What the Bruins offense has to do to make up for shorthanded defense

Matt Kalman
June 05, 2019 - 5:46 pm

The Bruins are probably going to be shorthanded on defense when they take the ice for Game 5 of the Stanley Cup Final on Thursday.

Matt Grzelcyk might be cleared from the concussion protocol but he might not. Zdeno Chara could shock the world and play a Final game with his mouth sewn shut, but it’s unlikely.

The fact is, the Bruins have been playing shorthanded on defense these whole playoffs since Kevan Miller was injured back in the regular season. They’ve gotten this far anyway.

The Bruins have proven they can win with a banged-up defense corps, even beating these big, bad St. Louis Blues in Game 3 of this series without Grzelcyk. They went 10-7-2 without Chara in the regular season during a stretch when they also missed at least four other regular defensemen for stints. They won Game 4 of the Eastern Conference final without Chara.

Regardless of who’s dressed on defense the only remedy for the Bruins is to … wait for it … score more goals!

That might seem like the type of advice you’d get from a Bazooka Joe comic wrapped around your gum, but look how far the Bruins have come without getting much 5-on-5 offense from their best players. They’re tied 2-2 in this best-of-7 series without a single 5-on-5 points from any of Patrice Bergeron, Brad Marchand, David Backes, David Krejci, David Pastrnak and Jake DeBrusk.

But how can they score more? Pastrnak seemed to have a novel idea when asked about improvements the Bruins need to make in Game 5.

“Well obviously we would like to shoot more,” he said. “I don’t think we had enough shots, and get bodies in front of the goalie and get the second opportunities.

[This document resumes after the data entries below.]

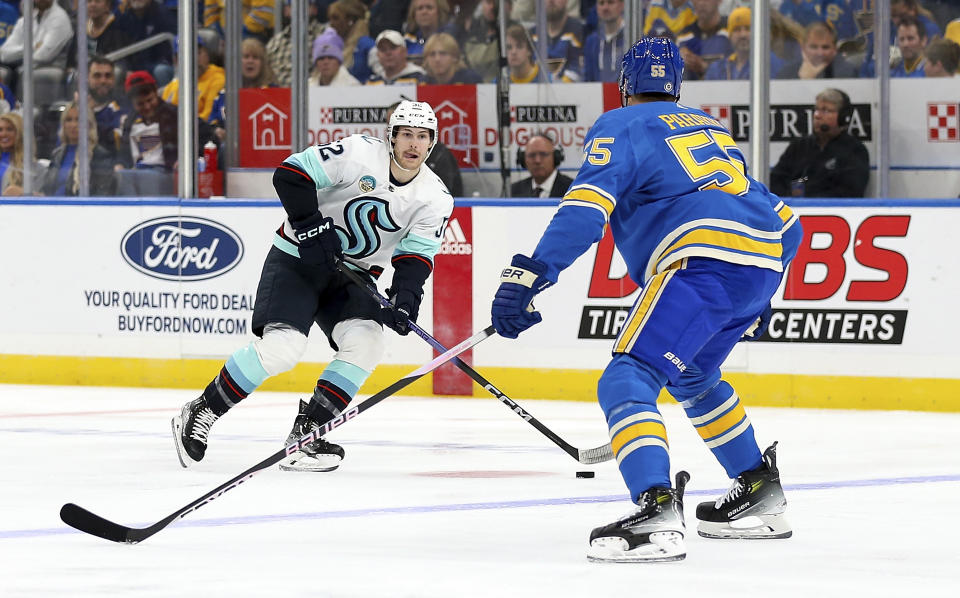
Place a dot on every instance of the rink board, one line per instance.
(158, 293)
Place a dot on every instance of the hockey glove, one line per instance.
(318, 239)
(759, 327)
(512, 309)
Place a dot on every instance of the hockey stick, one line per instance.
(585, 456)
(91, 523)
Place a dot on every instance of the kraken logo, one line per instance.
(362, 218)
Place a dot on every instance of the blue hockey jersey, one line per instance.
(672, 184)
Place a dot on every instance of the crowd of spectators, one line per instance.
(388, 42)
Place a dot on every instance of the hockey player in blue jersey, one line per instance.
(709, 245)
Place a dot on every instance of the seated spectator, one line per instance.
(349, 19)
(564, 42)
(256, 15)
(104, 34)
(828, 163)
(392, 52)
(210, 80)
(820, 59)
(142, 19)
(279, 53)
(101, 84)
(424, 19)
(62, 176)
(440, 161)
(11, 156)
(605, 47)
(541, 158)
(480, 49)
(444, 64)
(943, 58)
(51, 37)
(668, 15)
(704, 41)
(520, 61)
(911, 41)
(328, 66)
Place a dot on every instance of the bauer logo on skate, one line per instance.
(182, 248)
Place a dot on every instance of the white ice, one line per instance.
(455, 497)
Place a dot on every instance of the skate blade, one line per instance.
(176, 423)
(301, 462)
(664, 547)
(754, 527)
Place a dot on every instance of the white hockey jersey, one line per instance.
(375, 218)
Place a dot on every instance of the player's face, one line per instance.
(909, 42)
(410, 146)
(820, 48)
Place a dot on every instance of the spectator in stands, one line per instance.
(820, 58)
(256, 15)
(943, 58)
(911, 41)
(520, 61)
(564, 42)
(424, 19)
(142, 19)
(279, 52)
(109, 115)
(605, 47)
(828, 163)
(210, 80)
(11, 155)
(441, 162)
(62, 176)
(704, 41)
(52, 35)
(104, 34)
(541, 157)
(328, 66)
(480, 49)
(444, 63)
(349, 19)
(397, 70)
(668, 15)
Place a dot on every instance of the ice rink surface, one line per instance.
(455, 497)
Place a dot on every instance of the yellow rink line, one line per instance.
(770, 390)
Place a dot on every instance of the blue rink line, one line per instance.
(485, 506)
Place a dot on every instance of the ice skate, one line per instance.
(318, 455)
(190, 430)
(652, 532)
(751, 509)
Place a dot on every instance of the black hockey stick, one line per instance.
(91, 523)
(585, 456)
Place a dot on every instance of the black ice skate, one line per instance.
(652, 532)
(318, 455)
(190, 430)
(751, 509)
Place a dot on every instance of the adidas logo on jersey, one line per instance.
(454, 241)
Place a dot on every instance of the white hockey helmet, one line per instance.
(412, 114)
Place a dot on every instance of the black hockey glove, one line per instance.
(512, 310)
(759, 327)
(318, 239)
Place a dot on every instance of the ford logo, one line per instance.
(181, 248)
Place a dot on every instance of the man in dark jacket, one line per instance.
(829, 163)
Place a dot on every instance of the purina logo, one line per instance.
(181, 248)
(454, 241)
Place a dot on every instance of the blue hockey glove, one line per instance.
(758, 328)
(318, 239)
(512, 309)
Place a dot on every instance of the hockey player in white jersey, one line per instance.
(362, 200)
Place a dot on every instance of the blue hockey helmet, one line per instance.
(652, 65)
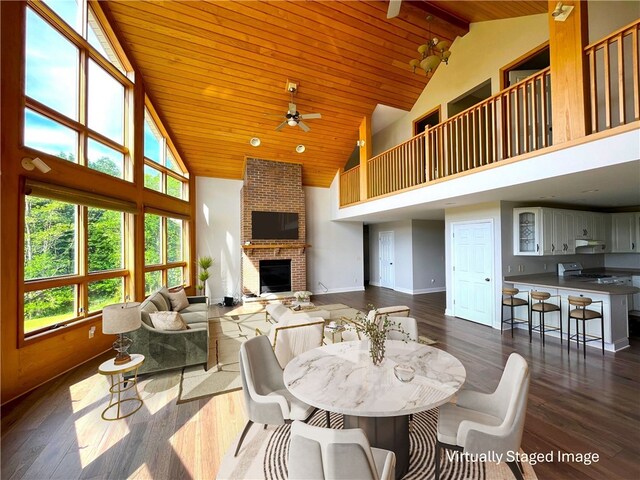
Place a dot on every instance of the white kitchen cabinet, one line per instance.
(562, 235)
(527, 231)
(623, 232)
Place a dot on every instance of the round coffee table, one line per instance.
(341, 378)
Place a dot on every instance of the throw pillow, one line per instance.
(168, 321)
(178, 300)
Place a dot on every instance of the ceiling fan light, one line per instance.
(430, 63)
(422, 49)
(443, 45)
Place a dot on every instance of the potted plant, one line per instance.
(204, 263)
(375, 328)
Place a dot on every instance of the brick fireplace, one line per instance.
(272, 187)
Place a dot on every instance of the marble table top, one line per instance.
(341, 378)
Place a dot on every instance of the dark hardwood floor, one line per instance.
(576, 406)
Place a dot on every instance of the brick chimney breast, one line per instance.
(272, 187)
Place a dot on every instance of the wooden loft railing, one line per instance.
(513, 122)
(350, 186)
(613, 78)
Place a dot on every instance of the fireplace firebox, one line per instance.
(275, 276)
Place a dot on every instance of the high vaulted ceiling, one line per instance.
(216, 71)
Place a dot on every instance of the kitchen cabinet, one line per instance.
(623, 232)
(527, 231)
(563, 240)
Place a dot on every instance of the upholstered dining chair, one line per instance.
(480, 423)
(326, 453)
(266, 397)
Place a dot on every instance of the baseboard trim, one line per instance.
(340, 290)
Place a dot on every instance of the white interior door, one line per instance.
(387, 270)
(472, 248)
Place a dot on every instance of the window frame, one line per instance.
(86, 52)
(166, 145)
(79, 281)
(164, 266)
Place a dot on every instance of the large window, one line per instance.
(76, 88)
(164, 253)
(162, 172)
(74, 261)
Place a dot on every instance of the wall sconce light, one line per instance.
(29, 164)
(561, 12)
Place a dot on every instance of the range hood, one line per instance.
(590, 246)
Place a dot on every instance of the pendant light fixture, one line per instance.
(432, 53)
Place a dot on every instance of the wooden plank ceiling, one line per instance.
(216, 72)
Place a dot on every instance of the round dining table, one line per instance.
(342, 378)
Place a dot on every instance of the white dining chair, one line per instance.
(266, 397)
(488, 423)
(325, 453)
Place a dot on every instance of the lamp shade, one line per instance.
(121, 318)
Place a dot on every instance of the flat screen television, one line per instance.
(274, 226)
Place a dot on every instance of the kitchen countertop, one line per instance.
(580, 284)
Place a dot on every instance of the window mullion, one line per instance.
(83, 261)
(82, 104)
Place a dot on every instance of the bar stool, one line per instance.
(584, 314)
(510, 300)
(542, 307)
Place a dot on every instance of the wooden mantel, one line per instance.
(276, 246)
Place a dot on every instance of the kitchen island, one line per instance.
(614, 301)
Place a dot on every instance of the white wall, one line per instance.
(476, 57)
(218, 234)
(428, 256)
(402, 262)
(605, 17)
(622, 260)
(483, 211)
(418, 255)
(335, 258)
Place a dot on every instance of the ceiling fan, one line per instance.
(293, 117)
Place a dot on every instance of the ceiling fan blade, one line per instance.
(394, 8)
(303, 126)
(310, 116)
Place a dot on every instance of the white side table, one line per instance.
(119, 385)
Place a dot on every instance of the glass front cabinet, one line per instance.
(527, 231)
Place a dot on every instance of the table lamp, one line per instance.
(118, 319)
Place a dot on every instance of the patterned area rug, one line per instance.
(226, 334)
(264, 454)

I think we gave up a lot of shots last game and I think that’s the biggest mindset for us. Anytime we do these things and get in front of the goalie, we always score a bunch.”

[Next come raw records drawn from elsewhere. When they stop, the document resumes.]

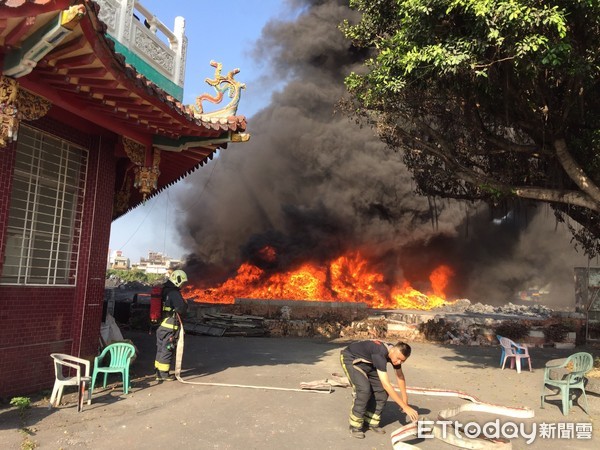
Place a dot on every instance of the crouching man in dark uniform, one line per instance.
(365, 365)
(168, 330)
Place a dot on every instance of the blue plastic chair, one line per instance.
(566, 376)
(120, 354)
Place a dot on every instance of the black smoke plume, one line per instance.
(312, 184)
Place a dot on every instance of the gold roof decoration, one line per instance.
(221, 84)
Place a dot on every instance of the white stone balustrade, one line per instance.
(137, 30)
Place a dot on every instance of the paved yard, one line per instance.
(176, 415)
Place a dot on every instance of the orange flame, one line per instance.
(346, 279)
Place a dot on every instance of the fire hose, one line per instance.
(438, 431)
(179, 360)
(454, 438)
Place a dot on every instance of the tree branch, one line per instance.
(575, 172)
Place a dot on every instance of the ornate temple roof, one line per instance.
(85, 75)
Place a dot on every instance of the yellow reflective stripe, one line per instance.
(162, 366)
(372, 419)
(356, 421)
(171, 326)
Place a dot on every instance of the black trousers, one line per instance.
(165, 347)
(369, 395)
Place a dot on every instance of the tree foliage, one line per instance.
(492, 100)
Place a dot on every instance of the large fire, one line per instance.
(346, 279)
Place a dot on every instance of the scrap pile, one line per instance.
(220, 324)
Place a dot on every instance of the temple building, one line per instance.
(91, 125)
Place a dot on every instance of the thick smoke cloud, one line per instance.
(313, 184)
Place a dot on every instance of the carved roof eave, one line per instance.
(94, 28)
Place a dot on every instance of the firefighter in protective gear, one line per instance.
(365, 364)
(168, 330)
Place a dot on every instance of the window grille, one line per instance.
(45, 216)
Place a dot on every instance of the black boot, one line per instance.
(358, 433)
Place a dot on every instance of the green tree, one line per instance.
(494, 100)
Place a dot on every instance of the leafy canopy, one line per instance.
(491, 100)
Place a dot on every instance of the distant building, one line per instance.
(158, 263)
(120, 262)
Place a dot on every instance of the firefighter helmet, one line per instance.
(178, 277)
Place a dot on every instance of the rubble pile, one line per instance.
(465, 306)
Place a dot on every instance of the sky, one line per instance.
(226, 35)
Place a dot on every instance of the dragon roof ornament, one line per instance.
(221, 84)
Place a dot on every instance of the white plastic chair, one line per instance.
(515, 352)
(63, 363)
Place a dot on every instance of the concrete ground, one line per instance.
(177, 415)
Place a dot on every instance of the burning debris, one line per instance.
(314, 207)
(348, 278)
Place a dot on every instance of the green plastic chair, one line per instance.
(567, 376)
(121, 354)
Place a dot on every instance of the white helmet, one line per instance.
(178, 277)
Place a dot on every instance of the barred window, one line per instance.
(45, 216)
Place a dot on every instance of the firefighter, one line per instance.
(168, 330)
(365, 365)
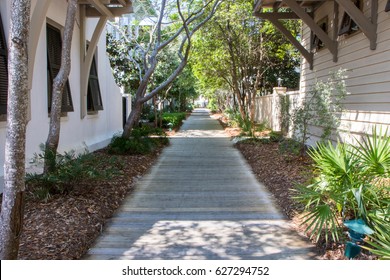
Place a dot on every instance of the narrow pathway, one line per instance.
(200, 201)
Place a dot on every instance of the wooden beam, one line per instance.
(306, 54)
(309, 21)
(369, 28)
(276, 15)
(115, 11)
(103, 10)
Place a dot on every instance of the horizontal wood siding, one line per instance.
(368, 82)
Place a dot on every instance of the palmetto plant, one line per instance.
(351, 183)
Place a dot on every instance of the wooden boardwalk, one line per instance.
(200, 201)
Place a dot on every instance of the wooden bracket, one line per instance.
(309, 21)
(368, 27)
(306, 54)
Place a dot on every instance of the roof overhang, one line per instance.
(107, 8)
(276, 10)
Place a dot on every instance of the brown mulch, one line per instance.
(66, 226)
(280, 173)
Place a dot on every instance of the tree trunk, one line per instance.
(133, 119)
(11, 217)
(155, 111)
(58, 88)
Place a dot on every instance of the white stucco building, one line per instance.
(93, 105)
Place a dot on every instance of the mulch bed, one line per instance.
(66, 226)
(280, 172)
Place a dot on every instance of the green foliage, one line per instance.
(143, 140)
(175, 119)
(290, 146)
(275, 136)
(352, 182)
(320, 108)
(240, 54)
(71, 169)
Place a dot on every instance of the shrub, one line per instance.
(71, 169)
(352, 182)
(175, 119)
(143, 140)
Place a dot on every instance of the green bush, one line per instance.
(175, 119)
(275, 136)
(349, 186)
(71, 169)
(290, 146)
(143, 140)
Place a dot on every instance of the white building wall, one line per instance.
(94, 131)
(368, 73)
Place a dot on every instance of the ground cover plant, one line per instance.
(143, 140)
(351, 183)
(331, 184)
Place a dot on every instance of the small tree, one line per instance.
(320, 108)
(59, 82)
(176, 22)
(11, 218)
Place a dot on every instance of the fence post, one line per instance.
(276, 121)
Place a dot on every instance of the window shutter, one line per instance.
(54, 49)
(94, 98)
(3, 71)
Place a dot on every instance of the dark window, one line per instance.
(3, 71)
(54, 46)
(348, 26)
(317, 44)
(94, 98)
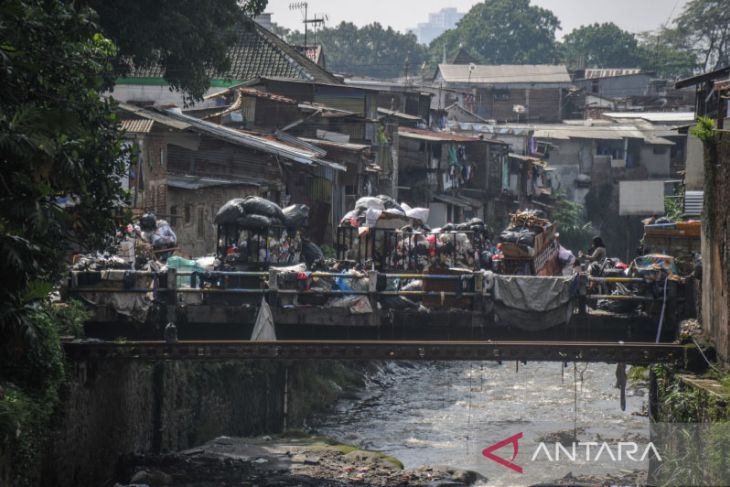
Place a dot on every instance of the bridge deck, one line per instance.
(636, 353)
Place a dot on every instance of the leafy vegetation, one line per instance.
(704, 130)
(601, 45)
(503, 32)
(575, 231)
(188, 39)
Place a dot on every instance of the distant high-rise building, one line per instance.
(437, 24)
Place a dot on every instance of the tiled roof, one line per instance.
(259, 53)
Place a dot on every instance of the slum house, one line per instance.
(399, 96)
(256, 52)
(614, 83)
(673, 126)
(314, 112)
(454, 175)
(506, 93)
(189, 167)
(712, 93)
(580, 153)
(338, 114)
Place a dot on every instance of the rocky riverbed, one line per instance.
(266, 461)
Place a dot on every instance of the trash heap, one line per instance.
(527, 235)
(258, 231)
(396, 236)
(144, 246)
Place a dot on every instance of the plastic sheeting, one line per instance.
(263, 330)
(534, 303)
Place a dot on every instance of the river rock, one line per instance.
(154, 478)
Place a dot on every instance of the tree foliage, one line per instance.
(503, 32)
(601, 46)
(366, 51)
(189, 39)
(59, 141)
(705, 27)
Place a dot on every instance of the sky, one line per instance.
(631, 15)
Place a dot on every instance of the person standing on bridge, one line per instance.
(597, 253)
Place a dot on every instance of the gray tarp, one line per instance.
(533, 303)
(263, 330)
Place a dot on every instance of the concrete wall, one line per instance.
(617, 87)
(118, 408)
(716, 247)
(695, 168)
(657, 165)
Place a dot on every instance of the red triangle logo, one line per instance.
(514, 441)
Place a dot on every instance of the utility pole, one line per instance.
(316, 21)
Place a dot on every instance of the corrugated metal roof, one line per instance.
(431, 136)
(195, 182)
(654, 116)
(154, 116)
(694, 202)
(258, 52)
(505, 74)
(401, 115)
(461, 201)
(255, 141)
(610, 73)
(137, 126)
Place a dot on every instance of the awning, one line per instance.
(460, 201)
(531, 159)
(694, 203)
(433, 136)
(190, 182)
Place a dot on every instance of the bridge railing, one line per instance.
(444, 289)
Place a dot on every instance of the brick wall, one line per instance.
(715, 247)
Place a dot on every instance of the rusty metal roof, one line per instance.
(432, 136)
(505, 74)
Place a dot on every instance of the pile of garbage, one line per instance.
(521, 236)
(144, 246)
(369, 209)
(396, 236)
(259, 231)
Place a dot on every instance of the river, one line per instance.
(447, 413)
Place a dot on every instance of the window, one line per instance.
(200, 223)
(173, 215)
(188, 214)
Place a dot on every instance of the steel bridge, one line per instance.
(458, 324)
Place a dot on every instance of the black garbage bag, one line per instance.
(254, 205)
(148, 222)
(311, 253)
(295, 216)
(230, 212)
(521, 236)
(391, 204)
(254, 222)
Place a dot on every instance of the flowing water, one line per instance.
(447, 413)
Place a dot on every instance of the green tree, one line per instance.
(665, 52)
(601, 46)
(370, 50)
(705, 26)
(189, 39)
(59, 142)
(503, 32)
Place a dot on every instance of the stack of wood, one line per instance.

The Bruins didn’t score a bunch in Game 1, but they outshot the Blues 38-20 in a 4-2 win. Since then their shot totals are 23, 24, 23. Now that 24 from Game 3 is misleading because they had 20 after two periods and then stepped off the gas a little on their way to the 7-2 rout.

The only prescription here is more shots. Marchand had no shots on net in Game 4. Embarrassing.

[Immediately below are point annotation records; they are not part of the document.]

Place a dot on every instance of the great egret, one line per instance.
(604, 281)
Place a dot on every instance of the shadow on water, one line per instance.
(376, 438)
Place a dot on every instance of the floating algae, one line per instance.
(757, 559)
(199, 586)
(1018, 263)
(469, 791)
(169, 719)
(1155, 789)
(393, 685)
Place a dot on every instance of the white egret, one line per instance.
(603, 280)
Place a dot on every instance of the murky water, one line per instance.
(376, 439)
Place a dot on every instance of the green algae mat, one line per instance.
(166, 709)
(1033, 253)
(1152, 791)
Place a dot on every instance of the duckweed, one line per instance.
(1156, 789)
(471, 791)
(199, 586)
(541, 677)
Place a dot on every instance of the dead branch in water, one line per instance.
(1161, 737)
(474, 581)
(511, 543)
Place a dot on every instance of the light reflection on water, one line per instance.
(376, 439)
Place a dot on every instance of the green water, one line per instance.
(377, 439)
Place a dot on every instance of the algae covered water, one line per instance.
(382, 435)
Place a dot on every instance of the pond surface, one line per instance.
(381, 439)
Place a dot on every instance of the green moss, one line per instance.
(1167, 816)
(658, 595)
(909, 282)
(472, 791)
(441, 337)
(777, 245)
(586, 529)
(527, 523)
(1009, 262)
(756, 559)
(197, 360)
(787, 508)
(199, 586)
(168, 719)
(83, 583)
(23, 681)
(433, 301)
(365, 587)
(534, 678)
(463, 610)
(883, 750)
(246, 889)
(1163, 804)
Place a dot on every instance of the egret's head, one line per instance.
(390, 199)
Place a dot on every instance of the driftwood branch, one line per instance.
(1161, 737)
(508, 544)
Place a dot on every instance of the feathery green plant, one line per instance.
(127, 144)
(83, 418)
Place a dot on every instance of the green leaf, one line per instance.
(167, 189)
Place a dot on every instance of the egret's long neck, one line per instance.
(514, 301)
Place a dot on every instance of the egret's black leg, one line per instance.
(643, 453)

When the Bruins have played their brand of offense for stretches of this series, they’ve solved goalie Jordan Binnington. He gives up rebounds, he gets rattled. The perceptions of him as impenetrable and imperturbable have been proven to be myths. Every goal the guy gives up he snaps his head back like he just watched his dog get run over. If the Bruins got in his face the way the Blues tried to get to Tuukka Rask, Binnington might even snap.

In the playoffs he’s 4-5 when he faces 30 or more shots. Now Rask is just 8-6, and every goalie’s odds of winning probably decreases with the amount of shots taken, but if the Bruins are smarter about their offense, if they think shoot first and pass second below the dots, they could put Binnington’s talent to the test.

“Well I think certainly get inside. Coyle’s goal the other night was a good example, getting the puck to the net, getting inside, rebounds,” Bruins coach Bruce Cassidy said about how Boston can generate more 5-on-5 offense. “There’ll be some rebounds there if we get there, if we have traffic. I mean it sounds cliché but it’s the truth. That’s how they scored their goals, they got to the net with traffic, rebounds, second chances, get inside. That’s typically it. They’re a good reloading team, so the odd-man rushes are tough.

Cassidy also talked about the defense moving the puck up quicker and using different moves to avoid the heavy forecheck. That goes for all the defensemen, whether Steven Kampfer or Urho Vaakanainen or Grzelcyk is in there.

These are the solutions to the Bruins’ problems. Not juggling the lines, although it might help to get Karson Kuhlman’s fresh legs into the lineup in place of David Backes.

Definitely not dressing seven defensemen. When you’re as offensively challenged as the Bruins are 5-on-5 right now, it makes no sense to go with one fewer forward, messing up the lines and the defense pairs just so some guy can dress and play eight minutes.

There are two, maybe three games left in this season. Certainly the Bruins’ youthful defense, led by 21-year-old Charlie McAvoy, 22-year-old Brandon Carlo and 28-year-old Torey Krug, can take on a heavier workload. Heck, the Blues didn’t even have an injury issue in Game 4 and they basically played just five defensemen with Joel Edmundson playing just 7:24. If it takes Boston’s top three or four D playing more than 25 minutes each, so be it. They’re young, they have two days to rest up for Game 6, and even a diminished version of McAvoy or Krug after playing more minutes is better than a handful of minutes from Kampfer or Vaakanainen.

No lineup gimmicks are necessary here. The Bruins’ top forwards have to meet the challenge, use their quickness to make the Blues pay for having giants throughout their defense corps and make Binnington work for his saves.

If they don’t, they’ll have zero points and also zero excuses.